Show that $f_n(x) = x^n$ defines a sequence of equicontinuous functions on the interval (0, 1) that does not admit a subsequence that converges uniformly on (0, 1).
Definitions
Let E be a set formed by real functions defined in $X\subseteq R$. We say that E is equicontinuous in $x_0 \in X$ if: Given $\epsilon \gt 0$, $\exists \delta \ge 0$ such that $x \in X, |x-x_0| \lt \delta$. $|f(x)-f(x_0)| \lt \epsilon$, $\forall f \in E$
We say that E is equicontinuous if E is equicontinuous throughout $x_0 \in E$. A sequence $f_n x \to R$ is equicontinuous in $x_0$ if $E=$ {$fn: n \in N$} is equicontinuous in $x_0$: Given $\epsilon$, $\exists \delta$ such that $x \in X$, $|x-x_0 |\lt \delta$. $|f_n(x)-f_n(x_0)| \gt \epsilon$, $\forall n$
I can't think how to do this exercise. The sequence doesn't converge, right? When n goes to zero the sequence goes to 1 and when n goes to 1 the sequence goes to x, I don't think I understand.
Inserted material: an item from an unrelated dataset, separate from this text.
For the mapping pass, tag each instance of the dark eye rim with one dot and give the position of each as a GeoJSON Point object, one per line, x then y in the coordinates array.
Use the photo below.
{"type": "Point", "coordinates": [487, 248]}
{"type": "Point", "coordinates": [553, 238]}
Can someone help me, thanks!
Let $x_0\in (0,1)$ and let $\epsilon>0.$ Choose $\delta_0>0$ such that $x_0+\delta_0<1.$ Then $(x_0+\delta_0)^n\to 0$ as $n\to \infty.$ Thus there exists $N$ such that $n>N$ implies $2(x_0+\delta_0)^n <\epsilon.$
Since $f_1,\dots f_N$ are continuous at $x_0,$ there exist $\delta_1,\dots, \delta_N >0$ such that $n\le N$ and $|x-x_0|<\delta_n$ implies $|f_n(x)-f_n(x_0)|<\epsilon.$
Now set $\delta=\min (\delta_0,\delta_1,\dots,\delta_N).$ If $n\le N$ and $|x-x_0|<\delta,$ then clearly $|f_n(x)-f_n(x_0)|<\epsilon.$ If $n>N$ and $|x-x_0|<\delta,$ then $|x-x_0|<\delta_0,$ and
$|f_n(x)-f_n(x_0)|= |x^n-x_0^n| \le x^n+x_0^n< 2(x_0+\delta_0)^n<\epsilon.$
It follows that $|x-x_0|<\delta$ implies $|f_n(x)-f_n(x_0)|<\epsilon$ for all $n.$ Therefore $\{f_n\}$ is equicontinuous at $x_0$ as desired.
Finally, the sequence $x,x^2,x^3,\dots $ is practically "the" canonical example of a sequence converging to $0$ pointwise on $(0,1),$ but not uniformly. This will also be true for any subsequence $f_{n_k}.$ I'll leave it here for now, but ask if you have questions.